Do you name adjudicators in your contract forms or see them named in documentation received from your client? Either way the question of impartiality should cross your mind at some stage and may even result in 'pen being applied to paper'.

Section 108(2)(e) states that the contract "shall impose a duty on the adjudicator to act impartially". A decision which has not been arrived at impartially is not binding. Lack of impartiality is evidenced by bias, which is an attitude of mind preventing the person from making an objective determination of the issues that must be resolved.

"Actual bias" is where the tribunal is shown to be actually prejudiced for or against one party. "Apparent bias" is where a fair-minded and informed observer would conclude that there was a real possibility, or a real danger, the two being the same, that the tribunal was biased.

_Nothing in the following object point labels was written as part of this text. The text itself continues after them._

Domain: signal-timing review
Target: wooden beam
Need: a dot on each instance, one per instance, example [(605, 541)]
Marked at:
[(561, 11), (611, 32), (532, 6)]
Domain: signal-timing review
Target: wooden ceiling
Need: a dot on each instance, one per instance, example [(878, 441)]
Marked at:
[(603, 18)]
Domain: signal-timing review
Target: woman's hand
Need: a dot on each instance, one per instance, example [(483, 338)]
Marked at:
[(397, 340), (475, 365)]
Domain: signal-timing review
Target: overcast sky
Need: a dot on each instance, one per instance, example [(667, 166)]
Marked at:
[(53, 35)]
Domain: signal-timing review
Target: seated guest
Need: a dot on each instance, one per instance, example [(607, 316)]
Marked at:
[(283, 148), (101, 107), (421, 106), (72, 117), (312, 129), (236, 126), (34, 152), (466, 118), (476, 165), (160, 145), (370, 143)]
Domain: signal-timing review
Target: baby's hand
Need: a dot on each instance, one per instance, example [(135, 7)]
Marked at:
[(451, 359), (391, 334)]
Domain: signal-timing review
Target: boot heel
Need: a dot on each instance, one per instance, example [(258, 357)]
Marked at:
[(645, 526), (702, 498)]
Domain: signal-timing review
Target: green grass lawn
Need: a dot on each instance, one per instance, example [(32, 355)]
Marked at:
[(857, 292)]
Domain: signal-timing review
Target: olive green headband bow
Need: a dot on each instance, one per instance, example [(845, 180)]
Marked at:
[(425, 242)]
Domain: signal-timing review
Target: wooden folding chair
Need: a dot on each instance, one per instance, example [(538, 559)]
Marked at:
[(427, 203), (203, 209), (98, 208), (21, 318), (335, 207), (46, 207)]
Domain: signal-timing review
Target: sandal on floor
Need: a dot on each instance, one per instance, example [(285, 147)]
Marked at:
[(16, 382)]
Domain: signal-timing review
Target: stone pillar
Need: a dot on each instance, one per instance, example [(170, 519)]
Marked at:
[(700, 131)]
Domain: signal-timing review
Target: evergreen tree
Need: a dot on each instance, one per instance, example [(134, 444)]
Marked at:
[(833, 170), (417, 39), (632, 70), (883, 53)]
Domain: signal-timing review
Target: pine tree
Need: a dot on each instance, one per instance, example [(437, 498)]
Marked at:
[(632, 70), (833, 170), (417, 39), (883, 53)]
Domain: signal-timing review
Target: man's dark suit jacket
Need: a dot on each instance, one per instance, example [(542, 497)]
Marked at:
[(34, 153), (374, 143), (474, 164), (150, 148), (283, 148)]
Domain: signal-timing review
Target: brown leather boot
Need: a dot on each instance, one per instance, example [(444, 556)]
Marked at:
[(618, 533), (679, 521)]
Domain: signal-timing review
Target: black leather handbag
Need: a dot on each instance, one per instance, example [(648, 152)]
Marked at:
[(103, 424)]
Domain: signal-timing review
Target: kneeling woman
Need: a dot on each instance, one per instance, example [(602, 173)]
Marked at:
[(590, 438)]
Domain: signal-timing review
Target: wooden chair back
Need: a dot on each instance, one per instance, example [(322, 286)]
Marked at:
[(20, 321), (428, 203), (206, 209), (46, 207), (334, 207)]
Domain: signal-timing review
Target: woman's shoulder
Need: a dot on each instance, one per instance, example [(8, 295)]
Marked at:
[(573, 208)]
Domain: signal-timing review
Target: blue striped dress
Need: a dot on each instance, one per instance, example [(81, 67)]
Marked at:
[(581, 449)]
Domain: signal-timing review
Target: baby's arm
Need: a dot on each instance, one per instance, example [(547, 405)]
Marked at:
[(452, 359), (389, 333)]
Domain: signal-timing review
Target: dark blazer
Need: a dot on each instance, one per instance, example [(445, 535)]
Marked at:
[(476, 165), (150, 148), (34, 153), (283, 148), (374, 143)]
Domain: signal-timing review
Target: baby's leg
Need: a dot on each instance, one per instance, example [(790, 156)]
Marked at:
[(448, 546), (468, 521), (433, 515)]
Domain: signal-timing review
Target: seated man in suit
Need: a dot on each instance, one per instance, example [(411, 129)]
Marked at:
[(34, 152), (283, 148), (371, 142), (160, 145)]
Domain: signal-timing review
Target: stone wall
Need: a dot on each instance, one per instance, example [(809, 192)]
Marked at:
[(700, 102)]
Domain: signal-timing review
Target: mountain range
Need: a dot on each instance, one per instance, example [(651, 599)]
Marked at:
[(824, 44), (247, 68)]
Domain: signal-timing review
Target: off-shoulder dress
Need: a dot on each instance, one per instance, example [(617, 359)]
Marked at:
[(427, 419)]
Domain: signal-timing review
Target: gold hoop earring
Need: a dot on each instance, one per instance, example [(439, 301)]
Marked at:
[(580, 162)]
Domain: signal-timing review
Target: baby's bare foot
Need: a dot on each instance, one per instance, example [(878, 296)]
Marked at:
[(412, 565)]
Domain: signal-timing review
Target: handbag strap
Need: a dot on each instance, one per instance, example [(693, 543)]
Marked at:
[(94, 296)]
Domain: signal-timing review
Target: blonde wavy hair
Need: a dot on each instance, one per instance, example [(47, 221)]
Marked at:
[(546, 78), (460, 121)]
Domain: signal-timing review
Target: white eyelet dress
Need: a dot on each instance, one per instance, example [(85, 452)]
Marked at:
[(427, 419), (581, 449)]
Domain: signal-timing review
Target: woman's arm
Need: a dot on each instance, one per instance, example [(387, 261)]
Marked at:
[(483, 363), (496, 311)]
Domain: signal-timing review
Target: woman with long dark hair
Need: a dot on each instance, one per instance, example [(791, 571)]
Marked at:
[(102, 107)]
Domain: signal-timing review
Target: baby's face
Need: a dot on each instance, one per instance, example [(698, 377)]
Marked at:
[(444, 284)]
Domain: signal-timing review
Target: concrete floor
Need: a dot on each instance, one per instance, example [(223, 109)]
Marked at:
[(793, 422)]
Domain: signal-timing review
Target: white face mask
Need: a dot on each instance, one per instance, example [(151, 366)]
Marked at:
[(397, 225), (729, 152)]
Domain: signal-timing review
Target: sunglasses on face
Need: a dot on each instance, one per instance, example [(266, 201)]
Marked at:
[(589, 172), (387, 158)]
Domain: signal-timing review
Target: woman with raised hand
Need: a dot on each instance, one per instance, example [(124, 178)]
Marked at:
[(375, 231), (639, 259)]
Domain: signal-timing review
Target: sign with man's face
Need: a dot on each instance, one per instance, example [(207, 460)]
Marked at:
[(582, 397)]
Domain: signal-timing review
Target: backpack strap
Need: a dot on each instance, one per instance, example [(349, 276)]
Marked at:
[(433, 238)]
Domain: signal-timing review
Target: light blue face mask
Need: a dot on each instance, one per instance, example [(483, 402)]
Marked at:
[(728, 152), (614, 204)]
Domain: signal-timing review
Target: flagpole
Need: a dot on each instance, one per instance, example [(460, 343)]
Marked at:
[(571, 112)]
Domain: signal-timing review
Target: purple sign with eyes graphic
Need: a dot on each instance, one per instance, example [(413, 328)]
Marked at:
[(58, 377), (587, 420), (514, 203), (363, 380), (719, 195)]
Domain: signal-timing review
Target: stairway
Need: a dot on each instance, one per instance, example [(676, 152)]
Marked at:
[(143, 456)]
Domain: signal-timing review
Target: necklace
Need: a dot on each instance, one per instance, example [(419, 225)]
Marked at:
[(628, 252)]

The requirement that the tribunal should be independent and impartial is one that has long been recognized by English common law. It is rightly not in dispute that the rule against bias applies to adjudicators appointed to determine disputes under the 1996 Act. Therefore, irrespective of Judge Lloyd's views that the parties may contract away their right to an impartial tribunal, it would appear that an adjudicator's decision tainted by bias will not be enforced by the Court.

Many organizations entering into construction contracts have a practice of naming one particular individual as Adjudicator in all their contracts. The "naming party" clearly considers there is some advantage in so doing. That intended advantage may be one of attempting to abridge time to bring the adjudicator into play. Those more cynical would say that the intention is to obtain an Adjudicator more likely to favour their case; that the adjudicator might want to keep "onside" with the "naming" party for future appointments. The other party is certainly likely to see it that way. Surely that comes within the definition of "apparent bias" as propounded by the Courts.

Of course, no adjudicator of any standing would allow themselves to be so influenced. However, bias operates in such an insidious manner that the person alleged to be biased may be quite unconscious of its effect. The RICS is not in favour of naming adjudicators in the contract. Amongst their reasons they say is the fact that the naming of the same adjudicator in a number of contracts may lead to accusations of possible bias. They, however, stop short of prevailing upon their membership not to accept such nominations.

His Honour Judge Havery QC, although this was not the issue before him, saw no wrong in one party insisting upon the adjudicator named in the contract. The other party would suffer prejudice in that he would be deprived of having the adjudication carried out by the person of his (and the other party's) first choice. It seems likely therefore that a defence to enforcement of an Adjudicator's Decision of apparent bias because the same adjudicator was named successively in a series of a company's contracts would not succeed.

The chance of any legislative changes addressing this issue appears to be extremely low or nil. It appears also based upon Judge Havery's view that the Courts are unlikely to provide a solution. The ANB"s such as the RICS should perhaps be clearer on this issue and recommend to their members that to accept such appointments is not compatible with the principles of the Institution.